Saturday, April 19, 2014

Eduardo Duarte Being & Learning 2.0 PPM66 April 19, 2014 7:49 AM

Read in the relative quiet of this sunny spring saturday morning, PPM66 represents the last pages of Being and Learning (pp. 103-104).   The chapter culminates with something like a summary of the central themes of Plato's allegory, which has been the focus for the past month or so, and in doing so returns to the figure of the Sage, who is the focus of chapter three and also Socrates, who is the focus of chapter two.  In returning to these two I am underlining why the one who arrives to emancipate the cave-dweller, i.e., to get learning underway,  is one who is practiced in the art of provoking thinking.  And must be, for how else would they be able to provoke the move from the security of the 'domestic' or 'habitual' modality?   Provocation however always happens via evocation, through a calling, which, yes, does involve some 'force' because the call is a provocative evocation.   So it is a call that must be 'heard' in order for it to be received.   The force of the evocation arrives from the Sage who, following Heidegger, I call 'the first thinker,' the one who "takes a questioning stand with regard to the unconcealment of being by asking: what are beings?  In this question unconcealment is experienced for the first time." (Heidegger)  The first thinker as Sage (as the one who evokes learning) directs others to first thinking, which is to say, points others to the disclosure of Being.   For my project, the disclosure is the offering of human freedom as pure potentiality, and the disclosure of the power to do something, to make something, and, as I have been emphasizing in the preceding PPMs, the aim of education is to guide the student in such a way that when they take up their freedom they are inspired to repair and renew the world, that is, they understand the responsibility they have toward to the past, to history, that has prepared the way for them, and are, at the same time, aware of the future they are making, the future history they are building for those who will come after them.  I've called this preparation 'con-servative education' in the sense of a 'conservatory' (think art or music conservatory that prepares students to become original artists or musicians), and the ethic that is organizing this 'con-servation' or 'sustainability'.   Hence, schooling can be understood using the set of terms offered by Heidegger: Dwelling>Peace>Freedom.   From schooling arises learning, or the enacting of freedom.



1 comment:

  1. 3.0. - (an abbreviated commentary on this day 20/10 years later - a day that started at 5:30am in NJ, the drive back to Portland with Sofie, a brief hello to Kelly, an hour long call with my Hofstra colleague, then off to ref a lax game.

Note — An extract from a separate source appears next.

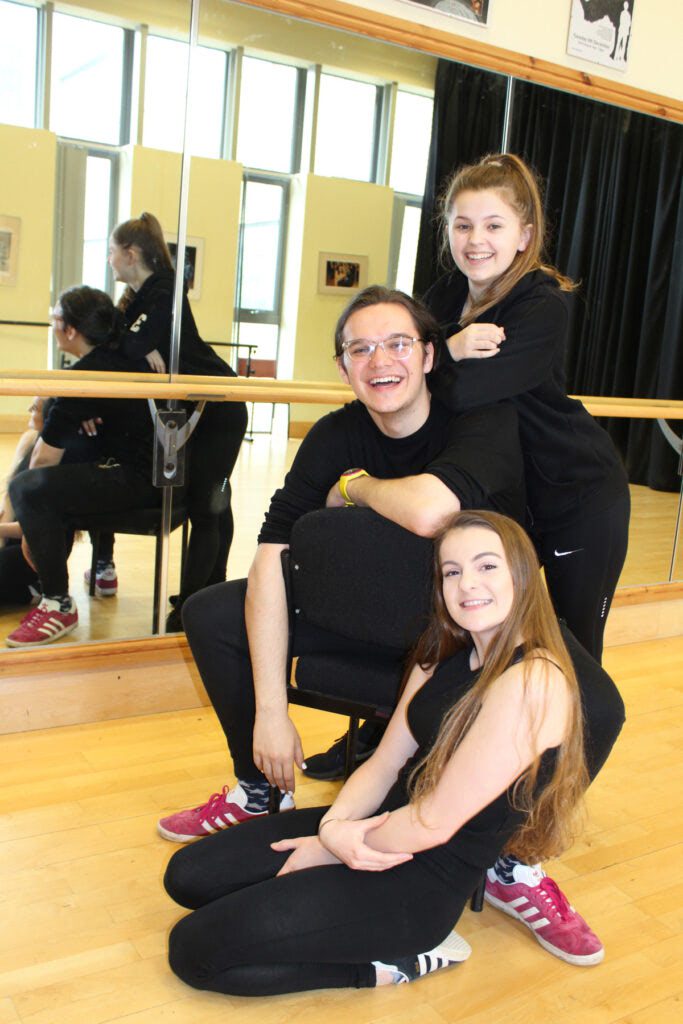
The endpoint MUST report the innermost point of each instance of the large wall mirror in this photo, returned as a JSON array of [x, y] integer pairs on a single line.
[[304, 140]]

When all was said and done, I had only so much time and energy, but the desire to continue with the daily writing in the spirit of the original project. That was always the challenge: to write each and every day!) Yesterday in class we focused intensely on the Allegory. My students were engaged with specific moments, the transition from part 2 to part 3, the breaking of the chains and the difficult ascent from the cave. I ranted during my second section about the chains they are bound with in this contemporary moment, the digital devices they are distracted by, the digital shadows. Break the chains, put down your devices, for an hour, for a day, for a week!
    But the culminating moment of the Allegory was the culminating moment of the discussion, the encounter with the Sun, is this Agathon ("the Good") or Kalon ("the Beautiful")? Arendt suggests that Kalon should have been identified as the Principle of Principles, because it is the light that enables all beings to shine. But Plato, in a piece that is searching for a pedagogy that will yield a just state, must place Agathon at the center, and this will be translated in moral and political terms. If we want a just state we must have citizens who have encountered the principle of justice. Yet I replaced Agathon with Kalon, not with the beautiful as we might understand it in the everyday sense, but as the encounter with the harmonic, with the sense of the cosmos, the beautiful way all things are organized individually and together. This is a deeper sense of justice, as the ultimate balance of things. For me, the encounter with Kalon inspires the poetic, the desire to make something good. Agathon is actualized and realized by the poetic act. The good follows from the vision of the beautiful, the making of something significant and lasting, For me, this is the process that begins with the encounter with the beautiful in the significant object of learning - reading, listening, perceiving. The response - writing, speaking, dialogue. The beautiful object of learning, the good subjective response. This is dialectic of learning.